Explore the use of the AI Toolkit in conjunction with the Prompt Orchestration Markup Language (POML) for on-premises model usage. It will be demonstrated how this structured approach addresses the challenges associated with complex, multi-step tasks, moving beyond unstructured prompts to a more programmatic and reliable methodology for language model interaction. The focus will be on achieving predictable and accurate results in a controlled environment.
Most of the times, it is observed that prompts/system message for large language models (LLMs) can become unstructured and difficult to manage, especially when it is lengthy containing few shot examples. This often leads to incorrect responses, makes way for hallucinations and more such problems. For those who have experienced this challenge, Prompt Orchestration Markup Language (POML) offers a structured solution.
POML can be considered as the HTML of AI prompts, utilizing familiar tag-based components to introduce organization and reusability into a set of instructions. Its design addresses common frustrations in prompt engineering, allowing for a more efficient and scalable interaction with LLMs.
Why use POML?
The adoption of POML provides several key benefits:
- Structure and Reusability: The need for unstructured, hard-to-edit text prompts is eliminated. With POML, prompts can be constructed in a way that makes them easier to maintain and reuse, integrating them as a central part of a technical workflow.

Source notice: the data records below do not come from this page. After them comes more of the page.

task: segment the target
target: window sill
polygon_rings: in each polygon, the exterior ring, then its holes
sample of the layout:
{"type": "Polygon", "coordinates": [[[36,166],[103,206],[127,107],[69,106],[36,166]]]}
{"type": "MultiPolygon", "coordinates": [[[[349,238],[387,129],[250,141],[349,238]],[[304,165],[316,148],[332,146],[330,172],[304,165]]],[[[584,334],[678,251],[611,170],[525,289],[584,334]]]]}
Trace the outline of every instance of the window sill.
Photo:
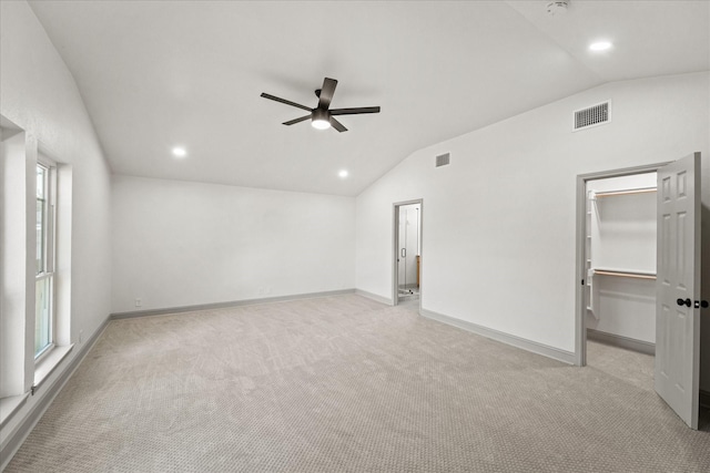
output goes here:
{"type": "Polygon", "coordinates": [[[44,380],[49,378],[59,363],[67,358],[72,348],[74,348],[73,343],[63,347],[54,347],[49,353],[42,357],[37,364],[34,364],[34,384],[32,385],[32,393],[42,385],[44,380]]]}
{"type": "Polygon", "coordinates": [[[30,393],[27,392],[0,399],[0,429],[4,428],[6,422],[24,404],[29,397],[30,393]]]}

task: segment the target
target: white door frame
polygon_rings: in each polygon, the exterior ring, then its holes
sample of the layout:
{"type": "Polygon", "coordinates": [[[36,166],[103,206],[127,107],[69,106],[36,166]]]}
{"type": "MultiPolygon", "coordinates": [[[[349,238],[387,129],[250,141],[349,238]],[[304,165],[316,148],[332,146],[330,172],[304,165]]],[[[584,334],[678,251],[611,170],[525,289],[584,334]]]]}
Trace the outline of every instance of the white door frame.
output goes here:
{"type": "Polygon", "coordinates": [[[422,313],[422,296],[424,285],[424,199],[416,198],[414,200],[395,202],[392,204],[392,305],[399,304],[399,287],[398,287],[398,261],[399,255],[399,207],[404,205],[419,204],[419,313],[422,313]]]}
{"type": "Polygon", "coordinates": [[[579,174],[577,176],[577,275],[576,280],[576,318],[575,318],[575,364],[587,366],[587,323],[585,304],[585,281],[587,279],[586,240],[587,240],[587,181],[604,179],[608,177],[630,176],[635,174],[655,173],[660,167],[672,163],[646,164],[621,169],[600,171],[597,173],[579,174]]]}

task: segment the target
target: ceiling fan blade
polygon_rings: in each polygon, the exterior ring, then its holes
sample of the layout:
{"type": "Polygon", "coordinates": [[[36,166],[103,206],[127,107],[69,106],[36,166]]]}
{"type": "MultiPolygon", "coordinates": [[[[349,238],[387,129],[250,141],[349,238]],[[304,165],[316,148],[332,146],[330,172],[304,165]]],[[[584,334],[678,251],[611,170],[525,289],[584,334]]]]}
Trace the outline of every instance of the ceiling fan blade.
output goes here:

- Diverse Data Handling: POML facilitates the seamless integration of various data types directly into a prompt. It is capable of pulling in text from Word documents, tables from CSVs, images, audio files, and even entire file folders, providing the LLM with comprehensive context.
- Enhanced Workflow: A dedicated VS Code extension offers a powerful environment for writing, testing, and managing prompts in a manner similar to code, complete with features such as live preview.
The Core Components of POML
The architecture of POML is built upon the following main types of components:
- Basic Components: These tags provide logical structure and formatting. Examples include <p> for paragraphs and <ul> for lists.
- Intention Components: These are used to clearly define the objectives for the LLM. Tags like <task>, <role>, and <example> help in specifying the AI's intended actions and behavior.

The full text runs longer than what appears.